Re-release of the record originally released on 2016-02-05!
Remastered and cut by Rashad Becker at D&M Berlin and presented in an exact replica sleeve of the original 1966 release by Stephen O’malley.
Black Truffle is honoured to present the first vinyl reissue of the classic debut album from Amm, Ammmusic. Coinciding with the 50th anniversary of its recording in 1966, this reissue makes one of the cornerstones of the experimental music tradition available again in its original form, replete with Keith Rowe’s beautiful pop art cover and the terse aphorisms by the group that served as its original liner notes. A testament to the interaction between the experimental avant-garde and the countercultural underground, the album was originally released on Elektra, recorded by Jac Holzman (the label’s founder, responsible for signing The Doors, Love, and The Stooges) and produced by Dna, a group that included Pink Floyd‘s first manager Peter Jenner. (Pink Floyd paid tribute to Amm’s influence on their improvisational sensibility with the track Flaming on their debut album, named after the piece that occupies Ammmusic’s first side, Later During A Flaming Riviera Sunset).
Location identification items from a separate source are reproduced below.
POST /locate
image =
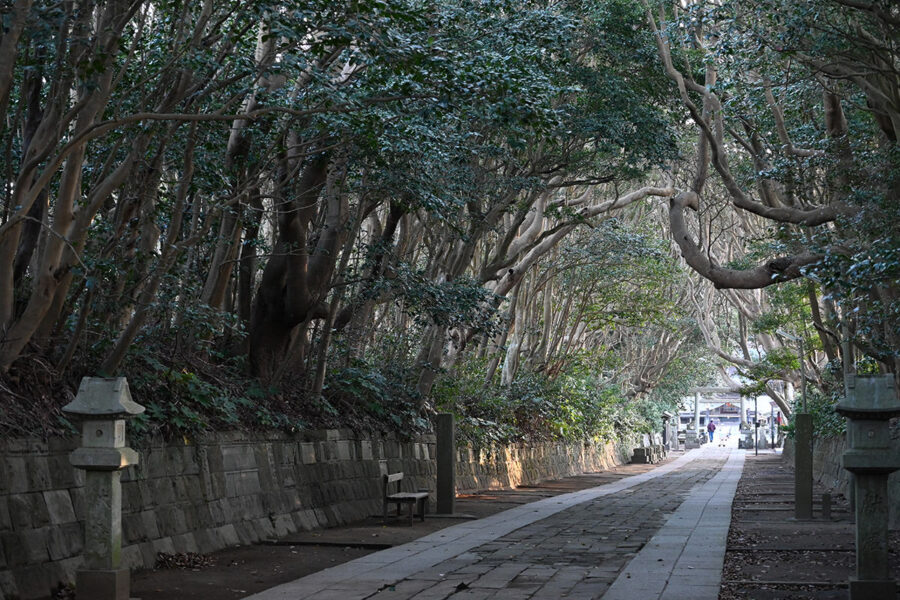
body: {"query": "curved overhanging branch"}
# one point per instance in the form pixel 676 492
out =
pixel 774 271
pixel 811 217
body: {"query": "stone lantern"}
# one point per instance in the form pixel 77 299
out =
pixel 869 404
pixel 102 406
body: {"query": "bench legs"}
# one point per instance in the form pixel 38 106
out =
pixel 420 504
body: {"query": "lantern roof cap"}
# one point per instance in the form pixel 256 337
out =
pixel 103 397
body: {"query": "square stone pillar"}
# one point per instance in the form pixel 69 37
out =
pixel 803 434
pixel 446 464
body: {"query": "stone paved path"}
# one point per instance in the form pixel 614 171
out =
pixel 642 537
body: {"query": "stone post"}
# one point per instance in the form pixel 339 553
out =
pixel 697 412
pixel 666 437
pixel 803 466
pixel 102 405
pixel 446 464
pixel 869 404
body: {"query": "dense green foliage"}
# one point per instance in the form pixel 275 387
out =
pixel 268 214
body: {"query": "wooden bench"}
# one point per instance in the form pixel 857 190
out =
pixel 419 499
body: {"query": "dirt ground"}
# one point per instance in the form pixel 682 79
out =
pixel 771 556
pixel 239 572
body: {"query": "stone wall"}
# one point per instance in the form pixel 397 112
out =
pixel 228 489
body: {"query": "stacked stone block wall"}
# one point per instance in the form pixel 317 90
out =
pixel 228 489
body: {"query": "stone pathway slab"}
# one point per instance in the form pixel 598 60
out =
pixel 569 546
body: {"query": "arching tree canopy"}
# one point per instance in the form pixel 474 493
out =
pixel 272 212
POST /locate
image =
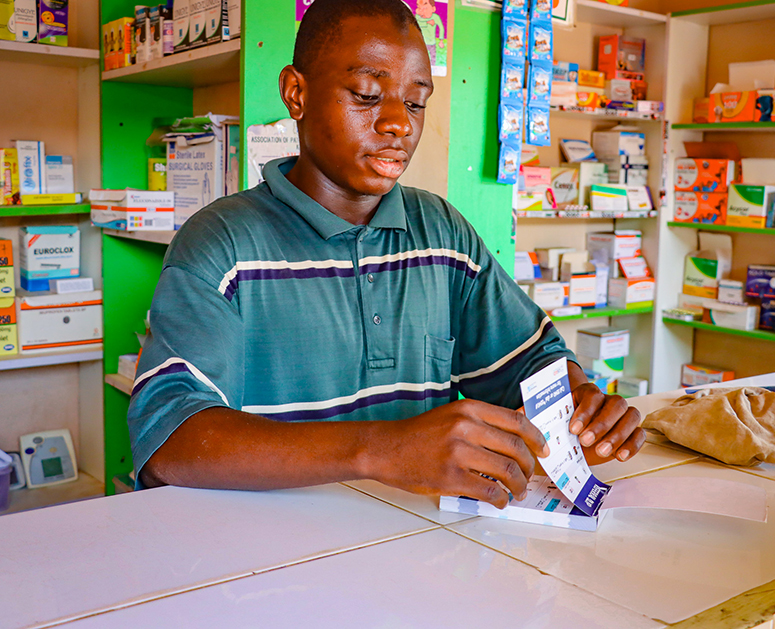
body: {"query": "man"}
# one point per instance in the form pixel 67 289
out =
pixel 319 327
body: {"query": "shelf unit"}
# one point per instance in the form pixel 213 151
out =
pixel 759 335
pixel 699 50
pixel 57 101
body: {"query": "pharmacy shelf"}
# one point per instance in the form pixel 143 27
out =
pixel 729 13
pixel 585 214
pixel 605 312
pixel 209 65
pixel 43 210
pixel 757 127
pixel 724 228
pixel 762 335
pixel 25 361
pixel 159 237
pixel 602 112
pixel 117 381
pixel 83 488
pixel 43 54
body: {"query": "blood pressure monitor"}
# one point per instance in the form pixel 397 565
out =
pixel 48 458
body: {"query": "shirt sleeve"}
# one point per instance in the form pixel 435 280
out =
pixel 193 358
pixel 504 336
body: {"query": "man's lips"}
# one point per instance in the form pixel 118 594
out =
pixel 391 165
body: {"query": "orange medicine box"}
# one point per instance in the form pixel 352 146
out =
pixel 734 107
pixel 701 207
pixel 704 175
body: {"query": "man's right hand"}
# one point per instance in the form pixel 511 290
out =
pixel 445 451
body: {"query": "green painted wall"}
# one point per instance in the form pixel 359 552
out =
pixel 473 134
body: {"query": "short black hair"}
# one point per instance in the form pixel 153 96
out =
pixel 319 26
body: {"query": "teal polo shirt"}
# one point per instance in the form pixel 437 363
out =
pixel 270 304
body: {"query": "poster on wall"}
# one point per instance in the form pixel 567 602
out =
pixel 433 19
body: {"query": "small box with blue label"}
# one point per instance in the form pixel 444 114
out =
pixel 48 253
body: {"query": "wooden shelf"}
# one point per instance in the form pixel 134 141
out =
pixel 729 13
pixel 160 237
pixel 757 127
pixel 117 381
pixel 604 14
pixel 43 54
pixel 594 313
pixel 81 489
pixel 768 231
pixel 608 114
pixel 43 210
pixel 64 357
pixel 762 335
pixel 209 65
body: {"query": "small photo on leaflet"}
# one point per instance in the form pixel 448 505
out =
pixel 514 38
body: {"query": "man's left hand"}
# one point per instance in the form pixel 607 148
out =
pixel 607 427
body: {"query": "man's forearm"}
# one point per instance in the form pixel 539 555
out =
pixel 221 448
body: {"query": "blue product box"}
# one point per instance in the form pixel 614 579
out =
pixel 514 34
pixel 515 9
pixel 538 133
pixel 510 119
pixel 541 42
pixel 541 10
pixel 508 163
pixel 513 81
pixel 539 85
pixel 565 71
pixel 760 281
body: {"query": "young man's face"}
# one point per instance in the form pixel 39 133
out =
pixel 363 113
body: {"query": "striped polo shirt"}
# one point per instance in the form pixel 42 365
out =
pixel 270 304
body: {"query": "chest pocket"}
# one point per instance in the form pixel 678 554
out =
pixel 438 366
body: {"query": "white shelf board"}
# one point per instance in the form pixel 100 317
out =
pixel 209 65
pixel 82 488
pixel 159 237
pixel 62 357
pixel 714 16
pixel 605 14
pixel 117 381
pixel 44 54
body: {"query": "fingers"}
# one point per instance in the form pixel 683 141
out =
pixel 513 422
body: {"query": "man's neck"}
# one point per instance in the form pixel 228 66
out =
pixel 355 209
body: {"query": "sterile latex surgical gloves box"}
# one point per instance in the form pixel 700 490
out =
pixel 603 343
pixel 133 210
pixel 195 174
pixel 49 322
pixel 46 253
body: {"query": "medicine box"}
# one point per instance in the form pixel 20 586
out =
pixel 748 205
pixel 701 207
pixel 631 293
pixel 7 281
pixel 738 317
pixel 603 343
pixel 760 281
pixel 611 368
pixel 49 322
pixel 52 22
pixel 622 57
pixel 698 375
pixel 9 342
pixel 733 107
pixel 629 386
pixel 133 210
pixel 47 253
pixel 704 175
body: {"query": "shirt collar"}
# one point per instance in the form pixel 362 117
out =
pixel 390 213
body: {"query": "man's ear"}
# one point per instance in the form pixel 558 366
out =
pixel 293 90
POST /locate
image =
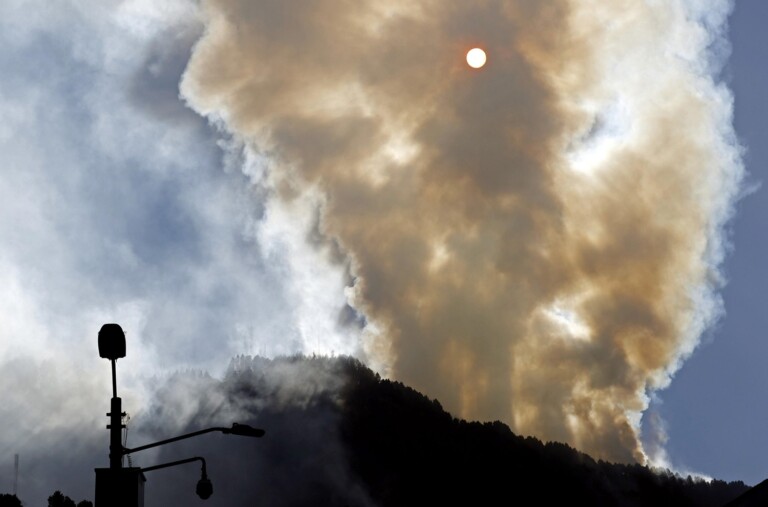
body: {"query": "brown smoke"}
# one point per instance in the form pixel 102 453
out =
pixel 536 241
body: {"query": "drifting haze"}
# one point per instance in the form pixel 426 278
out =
pixel 537 241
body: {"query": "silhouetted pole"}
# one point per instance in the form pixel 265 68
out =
pixel 124 487
pixel 112 347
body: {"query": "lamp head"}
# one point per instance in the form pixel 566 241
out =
pixel 111 342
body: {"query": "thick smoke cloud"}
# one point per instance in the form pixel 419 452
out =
pixel 537 241
pixel 115 208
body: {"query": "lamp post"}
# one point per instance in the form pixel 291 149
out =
pixel 124 487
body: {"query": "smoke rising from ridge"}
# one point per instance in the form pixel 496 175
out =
pixel 537 241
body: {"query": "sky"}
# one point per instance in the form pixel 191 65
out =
pixel 238 178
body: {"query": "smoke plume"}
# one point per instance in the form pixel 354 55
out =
pixel 536 241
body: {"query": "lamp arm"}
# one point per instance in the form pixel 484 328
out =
pixel 174 463
pixel 174 439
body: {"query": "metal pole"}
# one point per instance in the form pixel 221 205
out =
pixel 115 425
pixel 115 432
pixel 114 378
pixel 16 475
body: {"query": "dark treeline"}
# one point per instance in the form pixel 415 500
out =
pixel 406 450
pixel 409 451
pixel 57 499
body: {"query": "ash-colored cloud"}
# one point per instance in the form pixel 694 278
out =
pixel 537 241
pixel 115 207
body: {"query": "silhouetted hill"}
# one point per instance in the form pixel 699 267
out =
pixel 337 434
pixel 409 451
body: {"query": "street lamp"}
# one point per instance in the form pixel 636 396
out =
pixel 124 487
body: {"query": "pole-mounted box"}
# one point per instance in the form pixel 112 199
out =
pixel 111 342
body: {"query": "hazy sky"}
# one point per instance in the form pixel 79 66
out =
pixel 206 237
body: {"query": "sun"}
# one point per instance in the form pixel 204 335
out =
pixel 476 58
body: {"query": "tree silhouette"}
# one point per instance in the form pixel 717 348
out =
pixel 59 500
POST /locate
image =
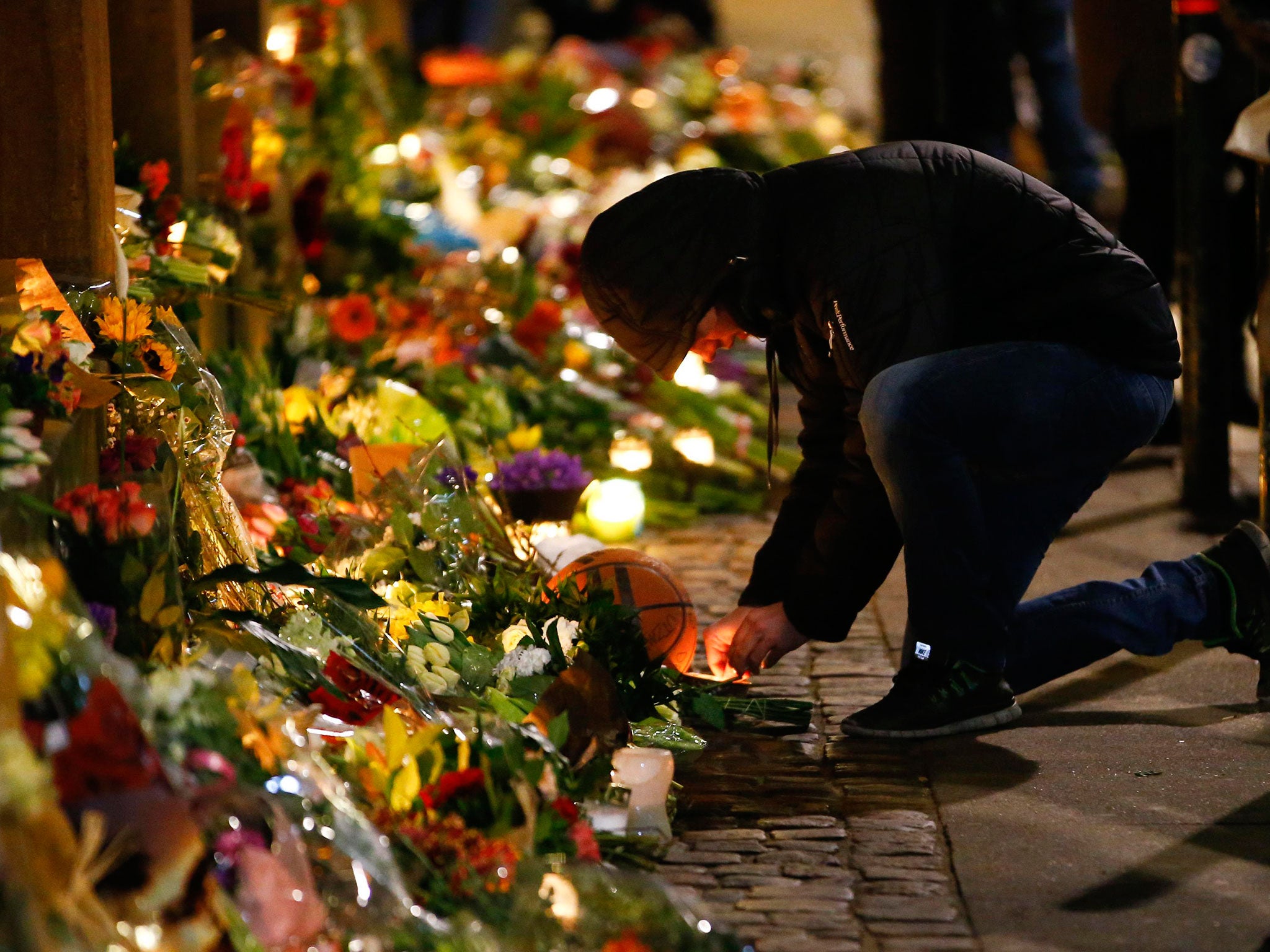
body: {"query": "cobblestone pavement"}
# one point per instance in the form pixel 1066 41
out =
pixel 808 840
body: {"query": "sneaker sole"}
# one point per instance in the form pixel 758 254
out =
pixel 1258 539
pixel 972 724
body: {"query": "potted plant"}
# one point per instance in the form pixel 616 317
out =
pixel 541 487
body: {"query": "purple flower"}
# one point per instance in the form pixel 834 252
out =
pixel 106 619
pixel 536 470
pixel 451 478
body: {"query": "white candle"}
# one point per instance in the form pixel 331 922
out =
pixel 695 444
pixel 647 774
pixel 630 454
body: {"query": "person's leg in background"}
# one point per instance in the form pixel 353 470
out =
pixel 1043 35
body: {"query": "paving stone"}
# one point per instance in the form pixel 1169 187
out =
pixel 906 888
pixel 890 873
pixel 920 930
pixel 747 870
pixel 933 943
pixel 793 904
pixel 806 845
pixel 804 834
pixel 735 918
pixel 783 943
pixel 739 833
pixel 825 890
pixel 700 857
pixel 717 845
pixel 751 881
pixel 682 879
pixel 809 860
pixel 904 862
pixel 784 823
pixel 810 871
pixel 906 909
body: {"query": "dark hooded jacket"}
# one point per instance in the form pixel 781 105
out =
pixel 848 266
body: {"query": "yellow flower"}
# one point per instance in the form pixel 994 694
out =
pixel 120 318
pixel 158 359
pixel 299 408
pixel 525 438
pixel 512 635
pixel 435 604
pixel 33 337
pixel 25 781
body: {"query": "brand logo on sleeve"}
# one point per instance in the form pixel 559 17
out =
pixel 842 325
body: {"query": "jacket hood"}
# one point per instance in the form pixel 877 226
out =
pixel 653 263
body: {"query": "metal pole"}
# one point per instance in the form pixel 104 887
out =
pixel 1202 262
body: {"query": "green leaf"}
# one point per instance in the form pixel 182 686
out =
pixel 153 389
pixel 558 729
pixel 384 560
pixel 709 710
pixel 133 573
pixel 287 573
pixel 505 707
pixel 657 733
pixel 402 528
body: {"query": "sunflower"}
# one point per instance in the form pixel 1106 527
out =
pixel 123 316
pixel 158 359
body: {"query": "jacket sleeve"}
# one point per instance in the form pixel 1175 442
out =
pixel 835 537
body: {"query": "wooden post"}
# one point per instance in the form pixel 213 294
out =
pixel 56 168
pixel 151 50
pixel 246 22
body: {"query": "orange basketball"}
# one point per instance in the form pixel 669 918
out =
pixel 649 587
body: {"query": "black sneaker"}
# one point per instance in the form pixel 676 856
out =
pixel 1241 563
pixel 930 701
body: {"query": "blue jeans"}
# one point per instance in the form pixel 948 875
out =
pixel 986 454
pixel 1043 33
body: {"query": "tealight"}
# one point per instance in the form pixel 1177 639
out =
pixel 695 444
pixel 616 511
pixel 630 454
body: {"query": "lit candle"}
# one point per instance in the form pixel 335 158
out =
pixel 616 511
pixel 630 454
pixel 691 374
pixel 647 774
pixel 695 444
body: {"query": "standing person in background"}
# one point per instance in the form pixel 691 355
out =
pixel 946 74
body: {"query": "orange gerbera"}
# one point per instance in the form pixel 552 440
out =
pixel 158 359
pixel 353 319
pixel 123 318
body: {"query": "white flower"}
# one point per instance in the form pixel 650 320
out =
pixel 436 654
pixel 415 662
pixel 567 631
pixel 533 660
pixel 171 687
pixel 432 683
pixel 513 633
pixel 25 781
pixel 522 663
pixel 306 631
pixel 448 674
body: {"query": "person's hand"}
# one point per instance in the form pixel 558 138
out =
pixel 718 639
pixel 751 639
Formed in 1965 by three players from the emerging British jazz avant-garde – Keith Rowe and Lou Gare had played with the great progressive big band leader Mike Westbrook and Eddie Prévost played in a post-bop group with Gare – Amm quickly evolved from a free jazz group into something decidedly more difficult to categorise. By the time these recordings were made, two more members had joined the group: another Westbrook associate, Lawrence Sheaf, and the radical composer Cornelius Cardew. Then at work on his Masterpiece of graphic notation treatise, Cardew brought with him extensive experience of the post-serialist and cageian currents in contemporary composition. Using a combination of conventional instruments and unconventional methods of sound production (most famously Keith Rowe’s prepared tabletop guitar, but also prepared piano and transistor radio), the group performed improvised pieces often running for over two hours and ranging from extended periods of silence to terrifying cacophonies.